Re: [PATCH v7 1/9] firmware: arm_scmi: Add notification protocol-registration

From: Sudeep Holla
Date: Tue May 12 2020 - 13:20:01 EST


On Tue, May 12, 2020 at 06:00:20PM +0100, Cristian Marussi wrote:
> On Mon, May 11, 2020 at 11:04:03PM +0100, Cristian Marussi wrote:
> > Hi Dave
> >
> > thanks for the review first of all.
> >
> [snip]
>
> > > I'm not sure about scmi_notification_exit() (see below).
> [snip]
> > > > +/**
> > > > + * scmi_notification_exit() - Shutdown and clean Notification core
> > > > + * @handle: The handle identifying the platform instance to shutdown
> > > > + */
> > > > +void scmi_notification_exit(struct scmi_handle *handle)
> > > > +{
> > > > + struct scmi_notify_instance *ni = handle->notify_priv;
> > > > +
> > > > + if (unlikely(!ni || !atomic_read(&ni->initialized)))
> > > > + return;
> > > > +
> > > > + atomic_set(&ni->enabled, 0);
> > > > + /* Ensure atomic values are updated */
> > > > + smp_mb__after_atomic();
> > >
> > > If users can race with this, we're dead: the atomic by itself doesn't
> > > ensure that handle is not in use once we arrive here.
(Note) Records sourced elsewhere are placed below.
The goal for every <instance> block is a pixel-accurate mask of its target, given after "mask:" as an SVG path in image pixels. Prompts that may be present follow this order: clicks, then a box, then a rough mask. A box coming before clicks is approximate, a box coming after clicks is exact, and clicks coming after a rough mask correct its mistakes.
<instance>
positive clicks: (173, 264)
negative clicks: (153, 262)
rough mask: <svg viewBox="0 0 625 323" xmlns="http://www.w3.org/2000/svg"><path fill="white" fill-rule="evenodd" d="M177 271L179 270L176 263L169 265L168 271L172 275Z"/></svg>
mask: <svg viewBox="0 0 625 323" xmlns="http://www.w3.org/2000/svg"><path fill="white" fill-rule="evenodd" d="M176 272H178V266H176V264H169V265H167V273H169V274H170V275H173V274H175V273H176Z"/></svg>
Should this
> > > be a refcount instead?
> > >
> > > If users can't race with this, we probably don't protection here.
> > >
> > >
> > > I may be misunderstanding what this code is doing...
> > >
> >
> > First of all the enabled flag does not probably belong to this commit properly;
> > here is initialized but it is really fully used only in subsequent patches
> > (...so makes apparently little sense here... my bad...)
> >
> > Anyway, in general SCMI protocols (beside notifications stuff) are initialized
> > as depicted above, BUT they are never deinitialized explicitly (there's no
> > equivalent scmi_protocol_deinit()) and also proto devices are never destroyed:
> > so there's no scmi_protocol_deregister_events() neither in this series, because
> > it would have been tricky to properly invoke it and would have not been consistent
> > with the original SCMI design.
> >
> > On the other side since in protocol driver _remove() some general protos resources
> > are in fact freed anyway, for consistency I decided to free the devm notification
> > resources allocated with the above init() in scmi_notification_exit(): this should
> > happen only at system shutdown in fact when notification are no more of a concern.
> >
> > So given there's no explicit deregister I had to ensure somehow that the wanna-be-freed
> > notif devm resources were safe to be released.
> >
> > In this context the 'enabled' atomic flag is set to 0 @_exit to stop the dispatch of the
> > events (possibly still coming from the fw) from the ISR into the kfifo queues: once such
> > pkts flow is stopped I destroy_sync() (in a subsequent patch @_exit too) all the workqueues
> > fetching the events from the kfifos: this way I can be sure that all the notif resources
> > are no more used at all when I free all of them with devm_release() at the end.
> >
> > All of this is an additional precaution against buggy fw not stopping sending events
> > even when asked to do so (by drivers when deregistering notif callbacks in their shutdown)
> >
> > Give the above scenario on shutdown (which I never observed to tell the truth), and the fact
> > I'm freeing all devm res (including ni) at shutdown, it's now apparent ALSO that I cannot use
> > 'enabled' to keep stopped the flow in a safe way after its enclosing struct ni has been freed !
> >
> > So I'll remove the 'enable' atomic_t too and rely equally on the bare !ni check to determine
> > if the notification are enabled and should be dispatched. So that in
> >
>
> ...replying to my early self here (o_O)....I'd add that I've tested the above changes (removing
> initialized and enabled) triggering this _exit path by brutally unbinding the platform protocol
> driver and I can see the notifications flow stop and the queues emptied as expected without
> tragedy...the SCMI stack in general is not so happy though at that point, since it is not even
> supposed to be unloaded ever in fact...I wonder if this limit condition(unbind of a core SCMI
> driver which is not even modularizable in Kconfig) makes sense to be tested at all...
> (if not for testing this specific code path...)
>

We may need this eventually, I just kept initial implementation simple.
The scmi_drivers should be module and loading/unloading should be stable
and must work today.

Looking at the driver again, I am wondering why haven't I added
scmi_device_destroy in scmi_remove. We should be able to add that.

Lastly we can see how to make protocol registration and unregistration
as a module.

--
Regards,
Sudeep